Godot + Cursor: Building a Survivors-like Game from Scratch to Steam — A Complete Record

Using Cursor AI and Godot to build a Survivors-like game from zero to Steam publication.
A developer documents the full journey of building a Survivors-like game using Vibe Coding with Cursor AI and the Godot engine, aiming for Steam release. The first episode covers why Godot's text-based files and open-source nature make it ideal for AI-assisted development, how to set up Git version control as a safety net, Cursor Pro configuration, and validating the workflow with an AI-generated Hello World.
Introduction: An Experiment in AI-Assisted Game Development
This is an ambitious series project — a Chinese content creator decided to use Vibe Coding with Cursor (an AI-assisted programming tool) and the Godot game engine to build a Survivors-like game from scratch, with the ultimate goal of publishing it on Steam or itch.io.
Vibe Coding is a concept coined by Andrej Karpathy — former OpenAI co-founder and former Tesla AI Director — in early 2025. The core idea is that developers no longer write code line by line. Instead, they describe requirements to an AI in natural language, let the AI generate the code, and take on the role of "director" and "editor." This approach is redefining the boundaries of "programming" — you don't need to master every line of syntax, but you do need to know clearly what you want and how to judge whether the AI's output is correct.
The standout feature of this series is its live format: the creator didn't build the entire game beforehand. Instead, he works through problems alongside his audience, pushing the project forward step by step. The first episode focuses on project initialization. While it may seem basic, the tool selection rationale, workflow setup, and Godot fundamentals covered are highly valuable for anyone looking to get started with AI-assisted game development.
Why Choose the "Survivors-like" Genre?
Among the many game genres available, the Survivors-like category was chosen for very pragmatic reasons:
- Manageable project scope: Not as massive and hard to finish as an RPG, yet not so simple that it fails to showcase AI programming capabilities
- Clear gameplay framework: Survivors-like games have a mature design paradigm (auto-attack, upgrade choices, enemy waves, etc.), making them ideal as experimental projects for AI-assisted development
- Strong extensibility: Start with a 2D version, then potentially evolve it into 3D later
The explosion of the Survivors-like genre can be traced back to 2022, when Italian indie developer Luca Galante created Vampire Survivors. This game — priced at just a few dollars with extremely rudimentary graphics — sold millions of copies on Steam thanks to its incredibly addictive core loop: "Kill monsters → Gain experience → Choose weapon/passive upgrades → Face stronger enemy waves." It spawned an entirely new game sub-genre. Since then, titles like Survivor.io, Brotato, and Soulstone Survivors have flooded the market, proving the powerful vitality of this gameplay framework. For AI-assisted development, the Survivors-like genre's advantage lies in its high degree of system modularity: weapon systems, upgrade systems, enemy spawning systems, experience/loot systems — all can be developed and tested relatively independently, making them perfect for iterative development.
For art style, the initial plan is to use a minimalist polygon style, with the option to replace assets with AI-generated ones later. This is a smart strategy — get the gameplay working first, then polish the visuals, avoiding the trap of getting bogged down in art assets early on.
Why Godot Instead of Unity or Unreal?
This is a question many developers care about, and several key reasons were given:
First, text-based file formats. Godot was designed from the ground up with version control in mind. Whether it's script files (.gd), scene files (.tscn), or resource files, the vast majority are in plain text format. This not only makes Git management easy but, more importantly — AI can directly generate and modify these files.
Specifically, Godot's .tscn (Text Scene) files use an INI-like plain text structure, with [node] tags describing node hierarchy relationships and [ext_resource] referencing external resources.
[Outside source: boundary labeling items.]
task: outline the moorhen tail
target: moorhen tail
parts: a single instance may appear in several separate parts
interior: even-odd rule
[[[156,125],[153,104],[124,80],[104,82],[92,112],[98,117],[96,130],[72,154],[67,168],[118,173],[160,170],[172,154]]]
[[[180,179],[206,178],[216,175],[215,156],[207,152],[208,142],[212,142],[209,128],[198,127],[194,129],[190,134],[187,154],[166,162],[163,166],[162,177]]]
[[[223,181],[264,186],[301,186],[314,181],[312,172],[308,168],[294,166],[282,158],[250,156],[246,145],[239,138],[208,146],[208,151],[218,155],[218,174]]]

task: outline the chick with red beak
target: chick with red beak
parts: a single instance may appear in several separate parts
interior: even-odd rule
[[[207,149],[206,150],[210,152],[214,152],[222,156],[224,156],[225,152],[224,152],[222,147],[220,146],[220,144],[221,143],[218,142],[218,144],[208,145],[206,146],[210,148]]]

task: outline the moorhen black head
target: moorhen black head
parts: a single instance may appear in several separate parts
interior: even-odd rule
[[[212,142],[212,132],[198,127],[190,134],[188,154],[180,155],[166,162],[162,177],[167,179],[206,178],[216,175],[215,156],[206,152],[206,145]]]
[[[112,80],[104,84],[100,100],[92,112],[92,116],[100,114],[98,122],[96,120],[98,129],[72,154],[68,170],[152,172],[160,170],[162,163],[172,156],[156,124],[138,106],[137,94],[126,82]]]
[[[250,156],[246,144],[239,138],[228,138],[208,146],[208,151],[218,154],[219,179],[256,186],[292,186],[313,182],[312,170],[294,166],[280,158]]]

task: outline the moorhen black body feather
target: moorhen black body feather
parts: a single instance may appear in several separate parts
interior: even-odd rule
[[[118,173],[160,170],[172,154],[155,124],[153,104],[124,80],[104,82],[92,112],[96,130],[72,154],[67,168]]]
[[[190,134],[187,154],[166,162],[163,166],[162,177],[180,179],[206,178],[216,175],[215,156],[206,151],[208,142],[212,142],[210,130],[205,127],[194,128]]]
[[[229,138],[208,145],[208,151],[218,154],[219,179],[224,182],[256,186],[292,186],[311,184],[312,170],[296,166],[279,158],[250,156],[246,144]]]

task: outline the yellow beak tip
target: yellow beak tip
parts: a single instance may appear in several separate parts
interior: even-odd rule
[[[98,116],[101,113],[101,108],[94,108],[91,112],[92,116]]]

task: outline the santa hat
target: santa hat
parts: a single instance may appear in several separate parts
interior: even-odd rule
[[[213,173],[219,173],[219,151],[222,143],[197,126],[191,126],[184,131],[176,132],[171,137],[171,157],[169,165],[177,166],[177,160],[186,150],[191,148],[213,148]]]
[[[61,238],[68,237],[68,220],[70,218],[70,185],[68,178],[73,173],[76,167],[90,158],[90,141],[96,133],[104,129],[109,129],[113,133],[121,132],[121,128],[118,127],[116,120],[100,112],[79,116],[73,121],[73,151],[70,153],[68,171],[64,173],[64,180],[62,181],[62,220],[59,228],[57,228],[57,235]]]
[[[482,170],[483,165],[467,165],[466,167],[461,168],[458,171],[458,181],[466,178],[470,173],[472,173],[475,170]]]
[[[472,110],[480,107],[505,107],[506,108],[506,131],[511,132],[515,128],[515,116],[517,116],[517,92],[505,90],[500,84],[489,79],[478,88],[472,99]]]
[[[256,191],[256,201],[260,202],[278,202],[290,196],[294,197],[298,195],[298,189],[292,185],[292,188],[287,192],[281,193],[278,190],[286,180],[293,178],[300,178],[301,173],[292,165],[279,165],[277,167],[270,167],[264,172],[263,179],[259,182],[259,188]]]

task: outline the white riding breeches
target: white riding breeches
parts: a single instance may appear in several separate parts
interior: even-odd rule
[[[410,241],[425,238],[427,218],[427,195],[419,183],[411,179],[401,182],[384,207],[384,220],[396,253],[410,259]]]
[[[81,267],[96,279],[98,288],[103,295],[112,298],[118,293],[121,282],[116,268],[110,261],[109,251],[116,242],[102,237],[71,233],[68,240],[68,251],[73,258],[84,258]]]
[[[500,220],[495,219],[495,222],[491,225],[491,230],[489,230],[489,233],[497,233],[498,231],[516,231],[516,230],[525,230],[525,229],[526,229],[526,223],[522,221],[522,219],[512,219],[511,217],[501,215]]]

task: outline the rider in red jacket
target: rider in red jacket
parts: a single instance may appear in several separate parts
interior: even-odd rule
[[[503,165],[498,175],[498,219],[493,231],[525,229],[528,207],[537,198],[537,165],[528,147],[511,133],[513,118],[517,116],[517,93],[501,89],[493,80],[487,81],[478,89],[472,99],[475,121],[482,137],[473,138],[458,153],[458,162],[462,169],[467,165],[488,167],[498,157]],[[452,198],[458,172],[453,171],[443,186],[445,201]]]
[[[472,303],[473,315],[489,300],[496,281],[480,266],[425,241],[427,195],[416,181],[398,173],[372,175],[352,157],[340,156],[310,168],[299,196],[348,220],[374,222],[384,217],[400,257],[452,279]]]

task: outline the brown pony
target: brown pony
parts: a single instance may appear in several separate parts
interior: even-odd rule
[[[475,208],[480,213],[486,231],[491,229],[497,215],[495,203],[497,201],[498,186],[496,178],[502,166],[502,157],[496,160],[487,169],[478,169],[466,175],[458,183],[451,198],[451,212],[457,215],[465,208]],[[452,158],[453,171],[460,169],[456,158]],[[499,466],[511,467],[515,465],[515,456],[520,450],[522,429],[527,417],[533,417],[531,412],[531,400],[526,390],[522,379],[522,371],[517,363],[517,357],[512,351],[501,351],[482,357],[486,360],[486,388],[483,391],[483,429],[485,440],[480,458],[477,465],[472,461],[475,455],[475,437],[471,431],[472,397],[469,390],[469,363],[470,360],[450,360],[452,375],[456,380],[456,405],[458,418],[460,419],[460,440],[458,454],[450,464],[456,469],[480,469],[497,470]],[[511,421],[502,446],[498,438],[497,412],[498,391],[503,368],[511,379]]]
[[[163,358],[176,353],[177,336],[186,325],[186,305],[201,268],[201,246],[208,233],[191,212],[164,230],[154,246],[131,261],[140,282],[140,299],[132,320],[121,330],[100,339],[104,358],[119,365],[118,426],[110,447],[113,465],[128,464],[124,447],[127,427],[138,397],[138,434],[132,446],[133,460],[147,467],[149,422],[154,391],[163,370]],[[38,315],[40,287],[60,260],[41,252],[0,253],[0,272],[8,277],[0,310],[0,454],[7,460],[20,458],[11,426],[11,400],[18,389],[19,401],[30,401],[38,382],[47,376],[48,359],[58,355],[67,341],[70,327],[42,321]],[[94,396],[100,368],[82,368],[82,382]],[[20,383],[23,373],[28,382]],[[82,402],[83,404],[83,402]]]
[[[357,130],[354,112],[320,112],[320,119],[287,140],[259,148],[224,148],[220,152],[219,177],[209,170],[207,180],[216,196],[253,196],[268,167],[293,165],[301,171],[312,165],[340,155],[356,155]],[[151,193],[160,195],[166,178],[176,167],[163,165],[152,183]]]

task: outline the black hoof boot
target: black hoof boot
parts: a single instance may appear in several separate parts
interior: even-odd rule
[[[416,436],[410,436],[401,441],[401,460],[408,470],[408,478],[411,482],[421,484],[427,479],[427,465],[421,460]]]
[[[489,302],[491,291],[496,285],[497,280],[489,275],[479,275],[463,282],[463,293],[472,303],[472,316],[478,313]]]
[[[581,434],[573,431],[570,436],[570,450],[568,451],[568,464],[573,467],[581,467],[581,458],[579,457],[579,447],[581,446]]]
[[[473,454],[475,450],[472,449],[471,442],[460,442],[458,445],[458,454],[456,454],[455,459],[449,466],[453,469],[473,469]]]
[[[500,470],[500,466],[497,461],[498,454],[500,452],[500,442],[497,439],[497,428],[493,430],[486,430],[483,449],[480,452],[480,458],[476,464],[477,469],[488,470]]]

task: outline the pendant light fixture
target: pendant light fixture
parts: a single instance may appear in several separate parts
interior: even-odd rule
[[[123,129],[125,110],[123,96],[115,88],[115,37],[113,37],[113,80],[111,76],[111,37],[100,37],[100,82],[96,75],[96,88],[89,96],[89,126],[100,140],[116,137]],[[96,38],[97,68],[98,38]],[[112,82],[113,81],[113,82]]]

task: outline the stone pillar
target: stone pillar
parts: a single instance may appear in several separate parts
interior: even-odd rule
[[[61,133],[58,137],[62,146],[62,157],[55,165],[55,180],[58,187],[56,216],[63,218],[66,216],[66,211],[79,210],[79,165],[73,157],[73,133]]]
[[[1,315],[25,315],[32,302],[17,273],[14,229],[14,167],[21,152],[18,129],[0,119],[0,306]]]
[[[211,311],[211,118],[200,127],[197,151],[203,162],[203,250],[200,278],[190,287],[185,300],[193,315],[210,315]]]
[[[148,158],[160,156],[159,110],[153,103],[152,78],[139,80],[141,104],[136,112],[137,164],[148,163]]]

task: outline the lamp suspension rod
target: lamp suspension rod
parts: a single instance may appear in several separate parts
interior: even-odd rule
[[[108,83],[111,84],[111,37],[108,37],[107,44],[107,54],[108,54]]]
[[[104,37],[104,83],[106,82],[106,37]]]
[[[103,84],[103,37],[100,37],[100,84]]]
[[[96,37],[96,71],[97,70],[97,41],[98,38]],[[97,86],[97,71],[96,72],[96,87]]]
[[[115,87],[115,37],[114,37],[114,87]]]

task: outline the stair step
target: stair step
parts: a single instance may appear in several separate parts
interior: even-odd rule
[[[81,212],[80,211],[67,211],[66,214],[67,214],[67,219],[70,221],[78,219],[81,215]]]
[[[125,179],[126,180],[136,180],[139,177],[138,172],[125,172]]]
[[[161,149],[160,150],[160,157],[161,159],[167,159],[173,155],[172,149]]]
For example, a simple scene file might look like this: node names, types, parent relationships, and property values are all presented as readable text. Similarly, .tres (Text Resource) files are plain text used to store materials, themes, animations, and other resource data. By comparison, Unity's .unity scene files, while also in YAML-based text format, contain numerous GUID references and serialized binary data references, making them far less readable than Godot's. Unreal's .umap and .uasset files are entirely binary formats that neither humans nor AI can directly read or edit. This means that in a Vibe Coding scenario, AI can not only generate GDScript code but also directly "write" complete scene files and resource files, achieving true end-to-end automation.
Second, the "white box" advantage of open source. Godot is a fully open-source game engine, which means its internal implementation is transparent to AI large language models. Unity and Unreal, on the other hand, are more like "black boxes" to AI — many underlying mechanisms are unknown to the AI, which directly impacts code generation quality.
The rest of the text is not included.